If the process wasn’t completely understood under the big tents where this was all being staged, there was a film in a nearby smaller tent, showing the entire process from the growing of the wheat, to the testing the composition of the wheat to ensure the proper makeup of proteins. Wheat that doesn’t meet the standard is rejected. Lastly, the techniques of making the designs on the bread were demonstrated, with a teacher scolding a student for not having the design properly lined up on the baguette. Oh, the standards. It was an interesting film.
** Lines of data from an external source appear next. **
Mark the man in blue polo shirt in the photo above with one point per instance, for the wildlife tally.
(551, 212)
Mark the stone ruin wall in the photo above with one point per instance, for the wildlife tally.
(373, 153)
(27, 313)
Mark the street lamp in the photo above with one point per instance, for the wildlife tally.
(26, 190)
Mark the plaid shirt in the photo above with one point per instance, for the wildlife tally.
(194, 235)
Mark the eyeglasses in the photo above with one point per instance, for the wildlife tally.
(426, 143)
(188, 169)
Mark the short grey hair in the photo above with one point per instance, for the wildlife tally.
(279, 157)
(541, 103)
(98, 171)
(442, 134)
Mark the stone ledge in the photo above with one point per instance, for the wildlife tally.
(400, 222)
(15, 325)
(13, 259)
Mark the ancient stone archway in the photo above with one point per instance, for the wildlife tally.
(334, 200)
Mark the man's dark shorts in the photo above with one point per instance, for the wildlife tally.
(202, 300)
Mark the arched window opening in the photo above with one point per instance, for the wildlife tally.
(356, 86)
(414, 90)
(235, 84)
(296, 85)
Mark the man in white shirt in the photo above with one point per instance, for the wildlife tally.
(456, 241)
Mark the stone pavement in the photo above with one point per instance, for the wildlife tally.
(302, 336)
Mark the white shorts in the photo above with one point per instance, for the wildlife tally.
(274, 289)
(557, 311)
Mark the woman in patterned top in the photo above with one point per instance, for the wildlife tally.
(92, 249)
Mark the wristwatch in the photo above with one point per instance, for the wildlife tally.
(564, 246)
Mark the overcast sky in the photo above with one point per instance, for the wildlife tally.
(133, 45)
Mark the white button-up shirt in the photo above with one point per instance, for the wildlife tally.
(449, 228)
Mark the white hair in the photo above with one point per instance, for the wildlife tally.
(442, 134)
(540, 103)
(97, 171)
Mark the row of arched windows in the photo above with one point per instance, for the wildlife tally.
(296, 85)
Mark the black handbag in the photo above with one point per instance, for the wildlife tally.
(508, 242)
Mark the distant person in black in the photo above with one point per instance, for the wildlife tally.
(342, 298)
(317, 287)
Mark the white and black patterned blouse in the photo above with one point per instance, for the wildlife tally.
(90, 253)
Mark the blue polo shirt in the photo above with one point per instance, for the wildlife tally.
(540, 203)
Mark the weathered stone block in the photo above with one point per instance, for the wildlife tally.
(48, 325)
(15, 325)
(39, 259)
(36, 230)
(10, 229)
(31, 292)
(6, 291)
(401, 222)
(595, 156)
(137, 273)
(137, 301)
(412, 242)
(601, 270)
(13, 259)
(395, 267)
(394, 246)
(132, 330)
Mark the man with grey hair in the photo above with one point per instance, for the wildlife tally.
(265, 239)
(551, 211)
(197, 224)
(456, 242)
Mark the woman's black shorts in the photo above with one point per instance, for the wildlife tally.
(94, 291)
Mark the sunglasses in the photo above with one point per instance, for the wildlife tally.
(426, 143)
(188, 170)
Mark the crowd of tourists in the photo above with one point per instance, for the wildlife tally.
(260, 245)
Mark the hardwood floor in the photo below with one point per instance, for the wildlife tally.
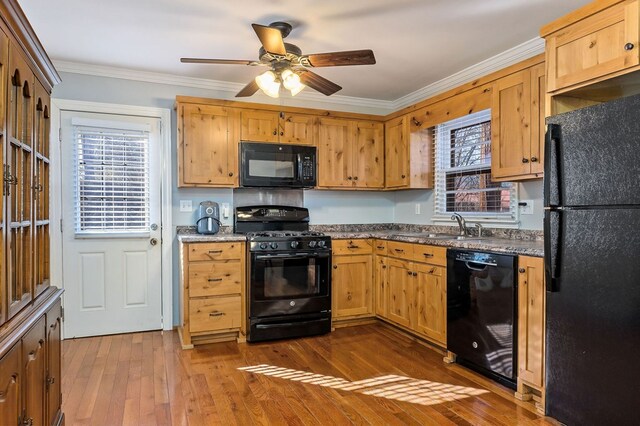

Other agricultural products tried to catch some attention during the fête. There was a sugar booth where a video tracing the process of refined sugar was shown. There was a milk and a cheese booth. I scored at the cheese booth by finding a book that gives a cheese tour of France. For example, the fact that le Livarot was the most consumed cheese in Normandy in the 1800’s, and was considered the “poor man’s meat” is just one detail found in the book. It suggests sights to see while savoring a region’s cheeses. Detailed descriptions of how the cheeses are made and thus, their unique flavors are delightful to read.

My daughter’s and son’s classes had the privilege of rolling out, shaping and later eating their own bread at the Fête du Pain. The boulangers and helpers were very warm and animated with the students. It was a fun field trip for the two of them, especially with time at the park and the zoo to fill out the day. Lucky kids!

Breadmaking takes a lot of concentration!

Enjoying the end product.

The whole class in a section of the bus. They were so quiet!

Animal races at the park.

The hands were eager to build at this "U.N. sandbox".